The parents of Hector's current body are the late Hank Hall (no relation) and Dawn Granger, better known as the super-heroes Hawk and Dove. Since they were empowered by the Lords of Chaos and Order respectively, the new Doctor Fate is, like Stevens, an agent of balance.
Most recently, Nabu has made an attempt to take control of Doctor Fate, and he has been trapped in the amulet by the Nelsons. At the same time, Hector's wife Lyta (a.k.a. Fury) was revealed to have been imprisoned by Nabu to manipulate Hector. They are now reunited.
Notable is that Hector is the father of Daniel, the current Dream of the Endless.
Powers and abilities
Doctor Fate possesses a wide variety of powers. In general, he can fly, is resistant to damage, and has greater-than-human strength. He is susceptible to toxins in the air, however.
At his most potent, Fate is an accomplished sorcerer, able to match most other wizards in the DC Universe, but not as powerful as true extra-human beings such as The Spectre. Fate has been observed throwing bolts of mysical energy, crafting solid objects out of energy a la Green Lantern, and transforming objects into other kinds of matter. The full limits of his magical skills are unknown.

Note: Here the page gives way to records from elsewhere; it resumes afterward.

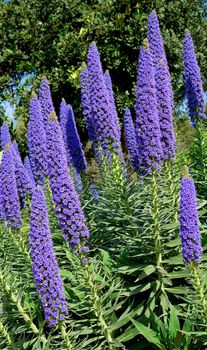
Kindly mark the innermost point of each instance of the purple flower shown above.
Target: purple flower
(193, 82)
(73, 142)
(67, 204)
(86, 105)
(147, 121)
(36, 141)
(189, 223)
(158, 51)
(5, 135)
(100, 105)
(45, 100)
(28, 168)
(163, 87)
(131, 139)
(9, 190)
(46, 272)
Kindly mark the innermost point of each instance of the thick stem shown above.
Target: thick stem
(97, 308)
(16, 302)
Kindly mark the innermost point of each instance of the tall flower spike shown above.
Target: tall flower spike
(86, 105)
(158, 51)
(36, 141)
(5, 135)
(73, 142)
(46, 272)
(189, 222)
(193, 82)
(131, 139)
(9, 190)
(24, 185)
(67, 204)
(147, 121)
(45, 100)
(108, 83)
(105, 128)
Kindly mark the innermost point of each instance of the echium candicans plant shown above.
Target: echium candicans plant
(158, 51)
(163, 87)
(73, 142)
(67, 204)
(45, 100)
(9, 192)
(46, 271)
(190, 234)
(5, 135)
(131, 139)
(193, 81)
(36, 141)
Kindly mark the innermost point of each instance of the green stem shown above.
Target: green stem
(198, 286)
(97, 308)
(16, 302)
(7, 336)
(65, 336)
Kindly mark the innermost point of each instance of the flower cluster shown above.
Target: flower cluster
(36, 141)
(147, 121)
(45, 101)
(73, 142)
(5, 135)
(45, 267)
(9, 192)
(104, 122)
(193, 82)
(163, 87)
(67, 204)
(86, 105)
(189, 223)
(131, 139)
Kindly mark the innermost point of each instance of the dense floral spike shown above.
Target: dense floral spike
(108, 83)
(9, 190)
(45, 100)
(24, 185)
(36, 141)
(189, 223)
(5, 135)
(73, 142)
(158, 51)
(67, 204)
(63, 121)
(147, 121)
(105, 128)
(28, 168)
(45, 267)
(131, 139)
(193, 82)
(86, 105)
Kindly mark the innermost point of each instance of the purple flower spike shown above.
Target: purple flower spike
(9, 190)
(46, 272)
(36, 140)
(28, 168)
(5, 135)
(104, 123)
(108, 83)
(193, 82)
(67, 204)
(158, 51)
(189, 223)
(131, 139)
(45, 100)
(86, 105)
(24, 185)
(73, 142)
(147, 121)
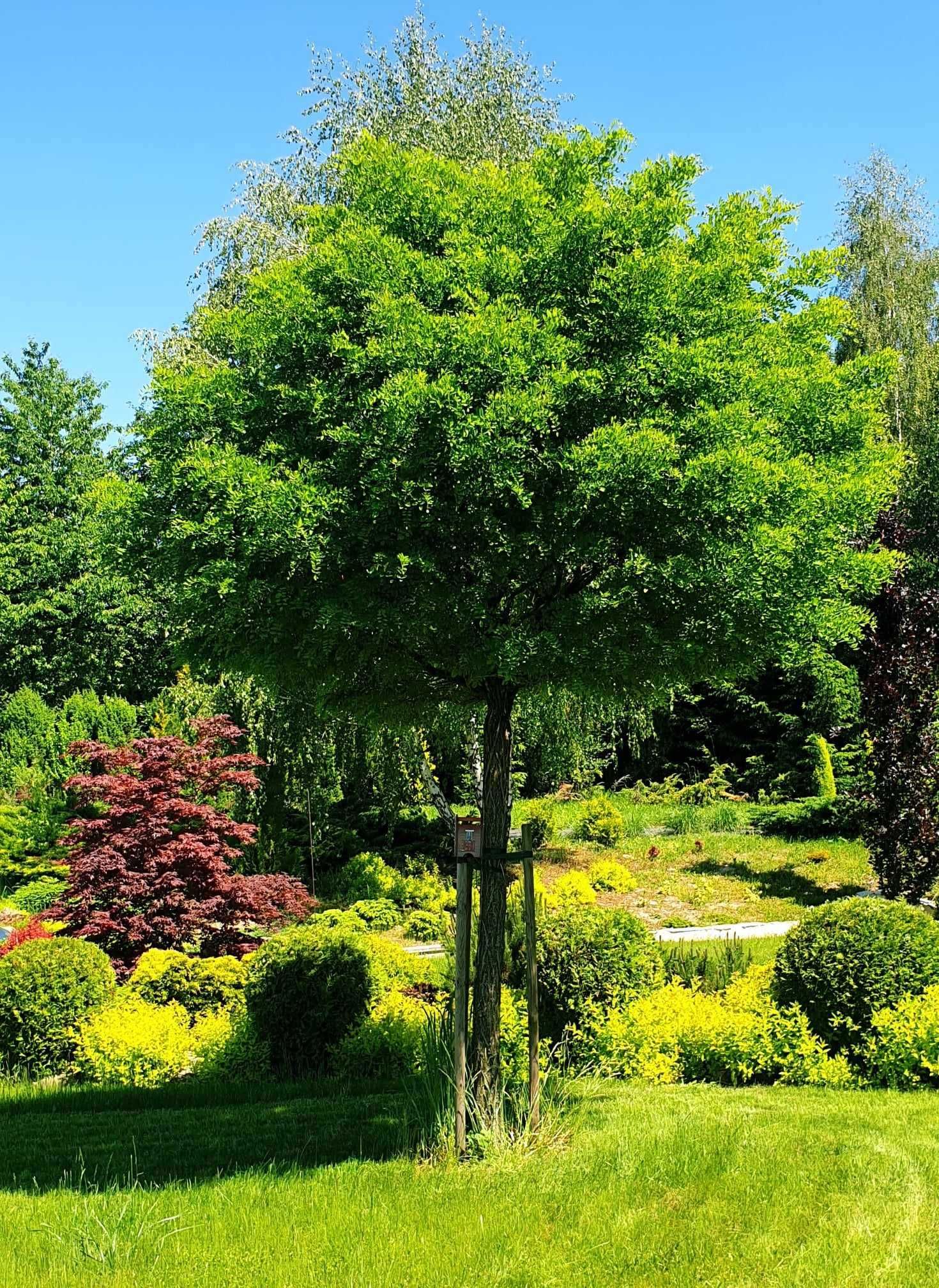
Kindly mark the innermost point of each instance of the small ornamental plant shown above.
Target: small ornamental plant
(34, 929)
(153, 868)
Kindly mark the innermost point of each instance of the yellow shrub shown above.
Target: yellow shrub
(135, 1043)
(902, 1049)
(682, 1034)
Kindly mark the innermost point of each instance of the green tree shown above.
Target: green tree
(67, 620)
(889, 276)
(503, 428)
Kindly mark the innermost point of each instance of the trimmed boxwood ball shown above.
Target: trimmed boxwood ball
(589, 954)
(305, 990)
(47, 987)
(848, 960)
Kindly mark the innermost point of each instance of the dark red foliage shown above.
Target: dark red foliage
(34, 929)
(153, 870)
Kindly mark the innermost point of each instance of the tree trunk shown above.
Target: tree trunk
(476, 763)
(434, 791)
(492, 888)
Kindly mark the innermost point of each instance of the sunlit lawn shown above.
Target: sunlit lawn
(666, 1186)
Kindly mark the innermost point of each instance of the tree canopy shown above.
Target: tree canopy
(501, 428)
(486, 102)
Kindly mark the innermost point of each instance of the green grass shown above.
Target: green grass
(705, 877)
(671, 1186)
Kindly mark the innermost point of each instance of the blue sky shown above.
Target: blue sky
(120, 123)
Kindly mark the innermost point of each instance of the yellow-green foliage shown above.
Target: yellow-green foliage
(572, 889)
(135, 1043)
(389, 1041)
(902, 1049)
(600, 822)
(197, 983)
(424, 926)
(682, 1034)
(229, 1049)
(378, 914)
(609, 875)
(366, 876)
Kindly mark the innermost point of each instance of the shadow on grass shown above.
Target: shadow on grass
(95, 1138)
(777, 882)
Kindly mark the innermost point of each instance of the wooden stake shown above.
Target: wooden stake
(464, 914)
(531, 979)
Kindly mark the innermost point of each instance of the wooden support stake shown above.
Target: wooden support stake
(531, 978)
(464, 914)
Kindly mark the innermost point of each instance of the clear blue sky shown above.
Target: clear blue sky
(120, 121)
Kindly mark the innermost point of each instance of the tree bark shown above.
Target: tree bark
(476, 764)
(500, 698)
(434, 791)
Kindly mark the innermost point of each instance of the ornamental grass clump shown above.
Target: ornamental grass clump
(153, 868)
(305, 990)
(850, 958)
(683, 1034)
(593, 957)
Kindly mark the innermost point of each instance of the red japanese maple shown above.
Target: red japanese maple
(153, 870)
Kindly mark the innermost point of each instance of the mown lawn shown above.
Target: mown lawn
(668, 1186)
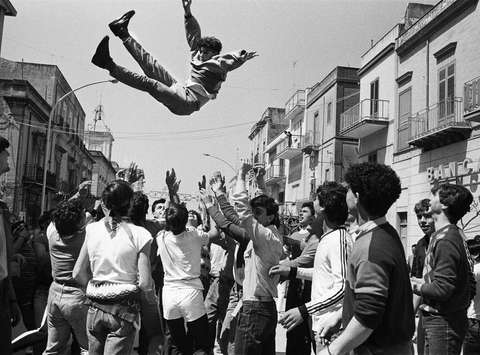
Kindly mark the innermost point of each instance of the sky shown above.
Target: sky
(316, 35)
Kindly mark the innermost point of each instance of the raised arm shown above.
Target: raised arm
(217, 184)
(173, 186)
(192, 28)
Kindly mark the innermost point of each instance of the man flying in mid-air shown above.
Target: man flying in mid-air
(209, 67)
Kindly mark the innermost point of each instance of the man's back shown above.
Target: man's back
(378, 292)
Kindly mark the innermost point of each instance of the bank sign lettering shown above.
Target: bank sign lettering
(454, 170)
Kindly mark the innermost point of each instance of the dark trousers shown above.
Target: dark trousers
(5, 324)
(156, 81)
(256, 327)
(471, 344)
(299, 339)
(194, 339)
(444, 335)
(216, 303)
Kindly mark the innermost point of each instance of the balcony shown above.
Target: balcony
(439, 125)
(275, 174)
(311, 142)
(34, 174)
(295, 104)
(471, 99)
(365, 118)
(289, 148)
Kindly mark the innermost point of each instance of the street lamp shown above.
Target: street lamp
(49, 130)
(222, 160)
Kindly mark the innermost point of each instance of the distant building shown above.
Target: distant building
(27, 93)
(103, 173)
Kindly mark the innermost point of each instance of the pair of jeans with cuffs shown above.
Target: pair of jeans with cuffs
(109, 334)
(156, 81)
(67, 312)
(256, 327)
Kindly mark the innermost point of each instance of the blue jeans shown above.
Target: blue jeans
(444, 335)
(67, 311)
(256, 327)
(156, 81)
(471, 344)
(108, 334)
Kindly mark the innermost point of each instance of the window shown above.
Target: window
(402, 218)
(374, 98)
(446, 91)
(405, 111)
(295, 169)
(329, 112)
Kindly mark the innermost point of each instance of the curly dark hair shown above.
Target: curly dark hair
(422, 206)
(333, 199)
(456, 198)
(176, 218)
(377, 186)
(309, 205)
(117, 197)
(156, 202)
(211, 43)
(199, 217)
(270, 205)
(4, 144)
(44, 220)
(138, 208)
(67, 217)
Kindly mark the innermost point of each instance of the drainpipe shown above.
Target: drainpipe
(427, 75)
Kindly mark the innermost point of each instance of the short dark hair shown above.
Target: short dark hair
(422, 206)
(211, 43)
(67, 217)
(138, 208)
(456, 198)
(309, 205)
(199, 217)
(333, 200)
(4, 144)
(156, 202)
(117, 197)
(176, 218)
(269, 204)
(377, 185)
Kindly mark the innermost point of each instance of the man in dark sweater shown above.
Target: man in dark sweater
(209, 67)
(378, 313)
(448, 284)
(425, 222)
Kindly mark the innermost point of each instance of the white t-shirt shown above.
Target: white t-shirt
(115, 258)
(474, 309)
(180, 256)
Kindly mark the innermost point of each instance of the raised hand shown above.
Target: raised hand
(249, 55)
(217, 184)
(186, 6)
(171, 180)
(84, 187)
(202, 184)
(206, 198)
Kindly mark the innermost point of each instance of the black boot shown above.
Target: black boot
(119, 27)
(102, 58)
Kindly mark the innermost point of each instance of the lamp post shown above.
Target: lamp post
(222, 160)
(49, 131)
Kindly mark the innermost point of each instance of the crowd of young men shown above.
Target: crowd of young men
(206, 282)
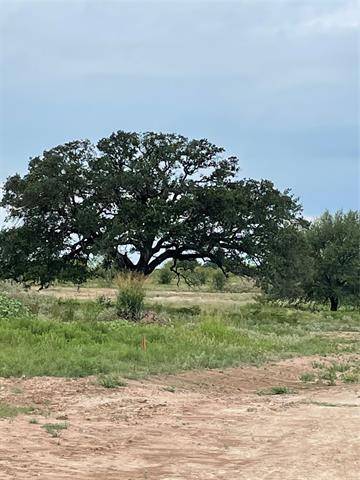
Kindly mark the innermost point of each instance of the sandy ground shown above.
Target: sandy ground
(197, 425)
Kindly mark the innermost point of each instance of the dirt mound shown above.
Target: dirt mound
(196, 425)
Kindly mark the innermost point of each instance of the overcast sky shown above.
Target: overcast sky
(274, 82)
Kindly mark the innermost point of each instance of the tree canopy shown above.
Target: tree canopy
(136, 200)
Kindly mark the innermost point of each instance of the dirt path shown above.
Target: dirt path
(197, 425)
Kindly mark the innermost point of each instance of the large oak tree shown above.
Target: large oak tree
(137, 200)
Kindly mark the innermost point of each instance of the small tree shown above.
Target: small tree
(321, 263)
(131, 295)
(334, 242)
(165, 275)
(218, 280)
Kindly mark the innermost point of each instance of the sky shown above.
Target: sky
(275, 82)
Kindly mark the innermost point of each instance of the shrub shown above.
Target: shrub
(10, 307)
(218, 280)
(107, 315)
(130, 297)
(165, 275)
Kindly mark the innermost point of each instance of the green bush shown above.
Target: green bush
(130, 297)
(10, 307)
(218, 280)
(165, 275)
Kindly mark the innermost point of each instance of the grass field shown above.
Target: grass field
(75, 338)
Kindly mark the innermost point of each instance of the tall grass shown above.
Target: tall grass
(36, 345)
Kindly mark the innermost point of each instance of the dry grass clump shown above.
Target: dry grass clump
(131, 295)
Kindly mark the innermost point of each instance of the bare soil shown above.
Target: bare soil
(176, 297)
(196, 425)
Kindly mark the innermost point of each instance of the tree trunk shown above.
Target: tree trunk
(334, 303)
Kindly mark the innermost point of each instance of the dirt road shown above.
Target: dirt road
(197, 425)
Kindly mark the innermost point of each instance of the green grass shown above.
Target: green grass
(54, 429)
(10, 411)
(111, 381)
(307, 377)
(277, 390)
(69, 340)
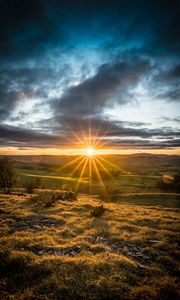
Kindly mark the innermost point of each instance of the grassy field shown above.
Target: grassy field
(58, 250)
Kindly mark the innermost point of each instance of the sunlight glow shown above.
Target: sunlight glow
(90, 152)
(90, 167)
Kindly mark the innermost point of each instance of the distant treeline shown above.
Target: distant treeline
(173, 186)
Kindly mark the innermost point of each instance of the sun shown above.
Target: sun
(89, 152)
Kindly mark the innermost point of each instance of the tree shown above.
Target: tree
(8, 175)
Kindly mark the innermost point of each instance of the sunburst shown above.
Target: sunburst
(90, 163)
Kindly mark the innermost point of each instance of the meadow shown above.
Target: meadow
(53, 247)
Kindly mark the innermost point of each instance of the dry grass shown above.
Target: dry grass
(63, 252)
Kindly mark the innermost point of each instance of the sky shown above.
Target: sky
(105, 69)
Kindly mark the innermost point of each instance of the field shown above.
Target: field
(57, 248)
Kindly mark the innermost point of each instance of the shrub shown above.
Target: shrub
(8, 175)
(31, 185)
(98, 211)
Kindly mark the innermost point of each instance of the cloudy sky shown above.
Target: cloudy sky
(66, 66)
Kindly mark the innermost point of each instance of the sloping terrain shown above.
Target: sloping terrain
(60, 251)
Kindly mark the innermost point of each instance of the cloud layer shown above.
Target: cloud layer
(66, 65)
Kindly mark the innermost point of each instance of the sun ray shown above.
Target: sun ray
(100, 179)
(81, 174)
(70, 163)
(78, 166)
(109, 163)
(104, 168)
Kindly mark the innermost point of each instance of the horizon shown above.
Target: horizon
(100, 75)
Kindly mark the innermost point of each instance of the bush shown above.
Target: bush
(31, 185)
(171, 186)
(8, 175)
(98, 211)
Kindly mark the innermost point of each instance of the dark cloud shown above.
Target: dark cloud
(110, 83)
(166, 84)
(80, 57)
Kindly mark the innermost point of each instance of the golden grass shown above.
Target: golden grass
(62, 252)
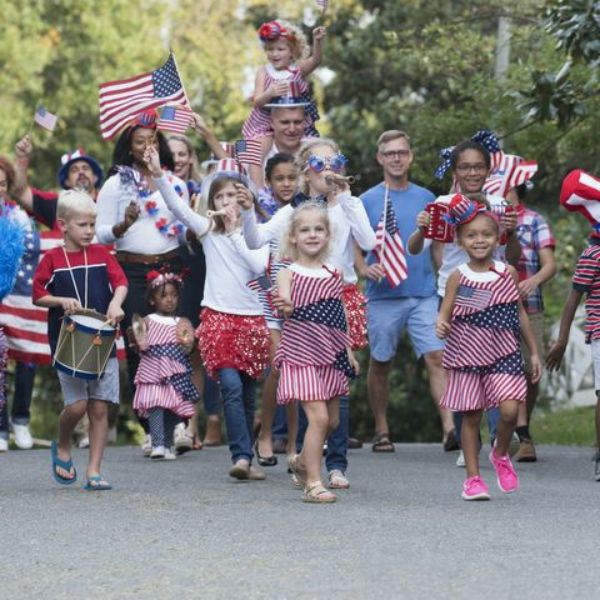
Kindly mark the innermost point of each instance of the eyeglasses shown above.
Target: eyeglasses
(464, 169)
(395, 153)
(319, 163)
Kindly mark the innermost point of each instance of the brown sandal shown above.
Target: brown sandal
(317, 494)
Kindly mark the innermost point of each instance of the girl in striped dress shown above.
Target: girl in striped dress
(314, 356)
(482, 318)
(283, 79)
(164, 392)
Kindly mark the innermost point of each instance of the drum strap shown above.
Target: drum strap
(85, 289)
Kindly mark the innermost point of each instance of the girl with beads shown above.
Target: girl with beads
(133, 216)
(164, 392)
(234, 341)
(284, 76)
(319, 162)
(314, 355)
(482, 318)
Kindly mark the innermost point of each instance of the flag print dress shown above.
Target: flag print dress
(164, 376)
(313, 354)
(483, 352)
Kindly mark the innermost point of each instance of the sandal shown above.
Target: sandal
(297, 470)
(317, 494)
(382, 443)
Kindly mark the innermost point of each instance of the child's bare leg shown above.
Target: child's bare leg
(67, 421)
(469, 439)
(316, 433)
(98, 414)
(506, 425)
(292, 420)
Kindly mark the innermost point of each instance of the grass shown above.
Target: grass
(570, 427)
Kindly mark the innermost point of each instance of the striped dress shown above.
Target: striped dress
(483, 351)
(258, 124)
(312, 356)
(163, 378)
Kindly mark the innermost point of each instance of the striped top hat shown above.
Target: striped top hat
(580, 192)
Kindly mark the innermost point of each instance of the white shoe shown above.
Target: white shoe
(23, 438)
(157, 453)
(147, 445)
(183, 440)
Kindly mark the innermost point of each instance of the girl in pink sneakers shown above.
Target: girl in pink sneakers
(482, 318)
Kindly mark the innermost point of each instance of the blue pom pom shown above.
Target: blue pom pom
(11, 250)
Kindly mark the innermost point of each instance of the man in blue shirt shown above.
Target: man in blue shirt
(413, 304)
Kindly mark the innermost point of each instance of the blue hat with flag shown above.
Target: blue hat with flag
(79, 154)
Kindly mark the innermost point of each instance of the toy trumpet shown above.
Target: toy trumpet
(336, 178)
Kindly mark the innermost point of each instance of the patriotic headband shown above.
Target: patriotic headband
(509, 172)
(461, 210)
(156, 278)
(580, 192)
(486, 137)
(274, 30)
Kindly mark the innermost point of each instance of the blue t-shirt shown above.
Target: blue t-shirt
(407, 204)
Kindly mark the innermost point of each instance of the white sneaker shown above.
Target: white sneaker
(338, 480)
(157, 453)
(23, 438)
(147, 445)
(183, 440)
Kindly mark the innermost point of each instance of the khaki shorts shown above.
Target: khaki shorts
(537, 326)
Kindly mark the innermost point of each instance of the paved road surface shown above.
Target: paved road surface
(184, 530)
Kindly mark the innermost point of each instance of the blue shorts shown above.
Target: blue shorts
(387, 320)
(106, 388)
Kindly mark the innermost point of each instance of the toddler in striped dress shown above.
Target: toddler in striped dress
(314, 356)
(164, 393)
(482, 318)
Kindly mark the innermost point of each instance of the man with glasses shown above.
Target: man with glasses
(412, 305)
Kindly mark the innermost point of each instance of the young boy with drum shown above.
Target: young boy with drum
(81, 279)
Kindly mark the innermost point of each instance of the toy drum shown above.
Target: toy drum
(439, 229)
(85, 344)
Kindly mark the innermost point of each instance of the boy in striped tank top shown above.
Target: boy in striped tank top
(482, 318)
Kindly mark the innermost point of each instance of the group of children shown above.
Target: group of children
(281, 299)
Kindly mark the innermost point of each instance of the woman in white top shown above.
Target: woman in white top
(233, 336)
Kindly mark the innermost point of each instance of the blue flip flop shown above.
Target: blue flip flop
(66, 465)
(96, 483)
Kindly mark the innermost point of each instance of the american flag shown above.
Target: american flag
(510, 172)
(122, 100)
(389, 249)
(176, 119)
(45, 119)
(249, 152)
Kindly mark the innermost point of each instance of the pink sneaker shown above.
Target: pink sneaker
(506, 476)
(474, 488)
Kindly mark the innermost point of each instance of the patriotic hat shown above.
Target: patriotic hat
(510, 172)
(68, 159)
(580, 192)
(461, 210)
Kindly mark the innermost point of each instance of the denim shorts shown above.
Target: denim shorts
(388, 319)
(106, 388)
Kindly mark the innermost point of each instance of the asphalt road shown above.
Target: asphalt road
(184, 530)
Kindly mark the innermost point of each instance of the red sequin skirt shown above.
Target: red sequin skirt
(238, 342)
(356, 313)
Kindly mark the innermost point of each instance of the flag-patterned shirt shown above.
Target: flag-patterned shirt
(485, 319)
(534, 234)
(586, 280)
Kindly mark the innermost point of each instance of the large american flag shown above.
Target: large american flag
(389, 249)
(122, 100)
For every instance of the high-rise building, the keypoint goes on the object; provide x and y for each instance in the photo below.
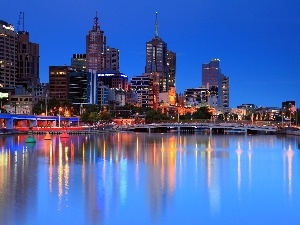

Over time, Doctor Fate has evolved to be somewhat similar to Marvel Comics' Doctor Strange, in that both possess amulets which can emit beams of light, and both live in mysterious abodes filled with mystical books and objects. Fate is considerably more withdrawn from humanity in both demeanor and locale than is the Manhattan-based Strange.
Doctor Fate has guest appeared in animated form on Superman: The Animated Series, Justice League, and became a member of the Justice League in Justice League Unlimited. The Doctor Fate in those series is the Kent Nelson version. In Superman: The Animated Series he was voiced by George Del Hoyo. In his return appearances in the Justice League series, he is now voiced by Oded Fehr.